How to Write Off Credit Card Debt Legally


Credit cards are a very useful financial tool. A credit card can be used wisely or it can help lead to financial ruin. If you find yourself with serious credit card debt that you are unable to repay, you have several options to legally write off the debt.

  • Borrow equity from your home to pay off the debt. Equity is the value you have in your home after the mortgage and any liens are deducted. You can tap into the equity in your home directly by selling the house. You may also take out a second mortgage that is based on the value of your home. You can then use these funds to pay off credit card debt. Doing so has a financial advantage because mortgage interest payments are deductible from your tax returns. Credit card interest is not. In effect you are transferring your debt from one form to another, more tax advantageous form.

  • Borrow money from your 401K. A 401K is a means of saving money for retirement. You can tap into the funds you have accumulated in your account in order to pay down credit card debt. Be aware that certain penalties may apply if you are a certain age. Consult with your company's human resources representative or fund manager first to make sure you understand any financial consequences from this action.

  • Negotiate with the credit card company. Some companies are open to negotiation. They may be willing to lower the amount of interest you are paying. Company officials may also be willing to reduce the balance on your credit cards. Consider hiring a lawyer for this purpose. The lawyer may be able to negotiate on your behalf. Having your debt reduced may be more than worth the cost of his fees.

  • File for chapter seven bankruptcy. Chapter 7 bankruptcy is a form of legal protection against debt. When you file for Chapter 7 bankruptcy you agree to sell off all your assets to meet any financial obligations. A Chapter 7 bankruptcy will legally write off any credit card debt you may have. Look closely at this option. Make sure you meet all financial criteria. You may not be able to apply if your income exceeds a certain sum. This amount varies by state so consult with a tax lawyer first.

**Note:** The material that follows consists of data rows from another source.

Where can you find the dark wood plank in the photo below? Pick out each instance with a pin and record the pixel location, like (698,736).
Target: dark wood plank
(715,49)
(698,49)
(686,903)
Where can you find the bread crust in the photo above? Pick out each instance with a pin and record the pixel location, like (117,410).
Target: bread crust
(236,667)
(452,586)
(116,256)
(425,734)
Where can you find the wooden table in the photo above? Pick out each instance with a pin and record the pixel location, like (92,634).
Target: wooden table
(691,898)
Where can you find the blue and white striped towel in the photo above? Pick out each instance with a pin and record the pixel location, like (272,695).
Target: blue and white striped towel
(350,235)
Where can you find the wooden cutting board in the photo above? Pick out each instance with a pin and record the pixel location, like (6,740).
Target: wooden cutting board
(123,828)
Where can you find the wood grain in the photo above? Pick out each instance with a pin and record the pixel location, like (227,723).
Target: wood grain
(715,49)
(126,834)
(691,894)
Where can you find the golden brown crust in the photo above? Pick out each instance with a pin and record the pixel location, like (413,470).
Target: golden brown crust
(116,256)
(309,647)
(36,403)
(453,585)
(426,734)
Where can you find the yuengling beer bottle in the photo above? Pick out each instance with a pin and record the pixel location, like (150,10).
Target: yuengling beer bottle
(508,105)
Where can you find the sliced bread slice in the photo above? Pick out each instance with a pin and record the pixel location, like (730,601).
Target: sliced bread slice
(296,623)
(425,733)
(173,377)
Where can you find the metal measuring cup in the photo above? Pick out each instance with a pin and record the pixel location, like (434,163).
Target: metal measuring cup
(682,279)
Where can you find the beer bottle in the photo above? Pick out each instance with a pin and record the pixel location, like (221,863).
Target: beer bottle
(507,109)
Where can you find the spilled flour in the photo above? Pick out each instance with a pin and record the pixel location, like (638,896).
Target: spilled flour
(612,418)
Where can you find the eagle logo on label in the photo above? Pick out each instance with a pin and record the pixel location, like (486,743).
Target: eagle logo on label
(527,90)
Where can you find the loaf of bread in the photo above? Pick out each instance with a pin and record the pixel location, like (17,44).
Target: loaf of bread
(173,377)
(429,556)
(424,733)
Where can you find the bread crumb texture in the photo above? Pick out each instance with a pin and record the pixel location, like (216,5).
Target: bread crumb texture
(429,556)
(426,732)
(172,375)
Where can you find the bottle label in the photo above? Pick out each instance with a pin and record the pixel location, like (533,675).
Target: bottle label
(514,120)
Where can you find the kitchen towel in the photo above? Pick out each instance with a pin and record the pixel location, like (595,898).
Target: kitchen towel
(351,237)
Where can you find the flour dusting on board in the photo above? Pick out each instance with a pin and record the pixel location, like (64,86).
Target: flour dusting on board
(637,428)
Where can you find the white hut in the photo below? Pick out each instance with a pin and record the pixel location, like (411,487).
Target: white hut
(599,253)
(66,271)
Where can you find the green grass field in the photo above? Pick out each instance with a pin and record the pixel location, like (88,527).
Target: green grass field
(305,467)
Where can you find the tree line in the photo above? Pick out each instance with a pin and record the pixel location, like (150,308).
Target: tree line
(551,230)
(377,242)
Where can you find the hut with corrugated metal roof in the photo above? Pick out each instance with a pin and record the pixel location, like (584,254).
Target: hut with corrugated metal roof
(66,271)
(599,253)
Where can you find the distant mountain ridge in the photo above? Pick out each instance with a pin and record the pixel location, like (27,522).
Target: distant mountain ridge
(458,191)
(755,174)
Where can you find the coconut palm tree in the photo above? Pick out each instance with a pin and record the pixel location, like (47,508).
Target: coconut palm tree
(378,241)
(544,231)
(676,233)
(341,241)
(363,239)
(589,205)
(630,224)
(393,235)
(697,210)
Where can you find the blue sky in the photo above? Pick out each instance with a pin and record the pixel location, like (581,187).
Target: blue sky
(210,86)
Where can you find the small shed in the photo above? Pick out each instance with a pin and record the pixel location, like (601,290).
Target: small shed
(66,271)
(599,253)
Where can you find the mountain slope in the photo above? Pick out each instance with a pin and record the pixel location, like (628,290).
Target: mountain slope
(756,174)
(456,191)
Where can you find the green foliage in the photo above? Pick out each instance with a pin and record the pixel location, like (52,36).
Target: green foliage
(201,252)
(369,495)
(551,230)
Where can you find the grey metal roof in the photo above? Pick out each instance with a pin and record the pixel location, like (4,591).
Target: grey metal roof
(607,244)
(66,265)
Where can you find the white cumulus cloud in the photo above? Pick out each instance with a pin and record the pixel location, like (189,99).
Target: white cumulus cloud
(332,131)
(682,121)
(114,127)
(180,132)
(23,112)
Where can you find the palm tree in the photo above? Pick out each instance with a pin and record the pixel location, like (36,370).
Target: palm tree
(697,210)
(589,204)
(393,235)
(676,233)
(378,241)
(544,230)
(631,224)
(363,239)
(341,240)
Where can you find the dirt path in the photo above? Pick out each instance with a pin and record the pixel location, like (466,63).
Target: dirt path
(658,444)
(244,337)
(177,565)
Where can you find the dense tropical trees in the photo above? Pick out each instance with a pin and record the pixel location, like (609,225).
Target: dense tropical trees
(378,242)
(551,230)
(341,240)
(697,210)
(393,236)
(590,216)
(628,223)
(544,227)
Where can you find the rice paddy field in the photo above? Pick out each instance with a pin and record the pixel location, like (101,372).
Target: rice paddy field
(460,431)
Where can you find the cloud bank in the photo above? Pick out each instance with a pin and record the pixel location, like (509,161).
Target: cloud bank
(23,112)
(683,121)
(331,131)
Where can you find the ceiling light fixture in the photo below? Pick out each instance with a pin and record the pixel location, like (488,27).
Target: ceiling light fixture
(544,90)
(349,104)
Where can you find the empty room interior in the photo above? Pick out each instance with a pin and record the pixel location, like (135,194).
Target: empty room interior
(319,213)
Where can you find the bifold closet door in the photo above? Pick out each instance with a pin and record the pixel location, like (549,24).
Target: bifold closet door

  • File for Chapter 13 bankruptcy. Chapter 13 bankruptcy is a means of restructuring debt over a period of time which is typically three to five years. During this time you cannot be charged interest on existing credit card debt provided you meet all required payments. At the end of the bankruptcy period all your credit card debt will be discharged.

Tips & Warnings

  • Never lie to your lawyer about your finances.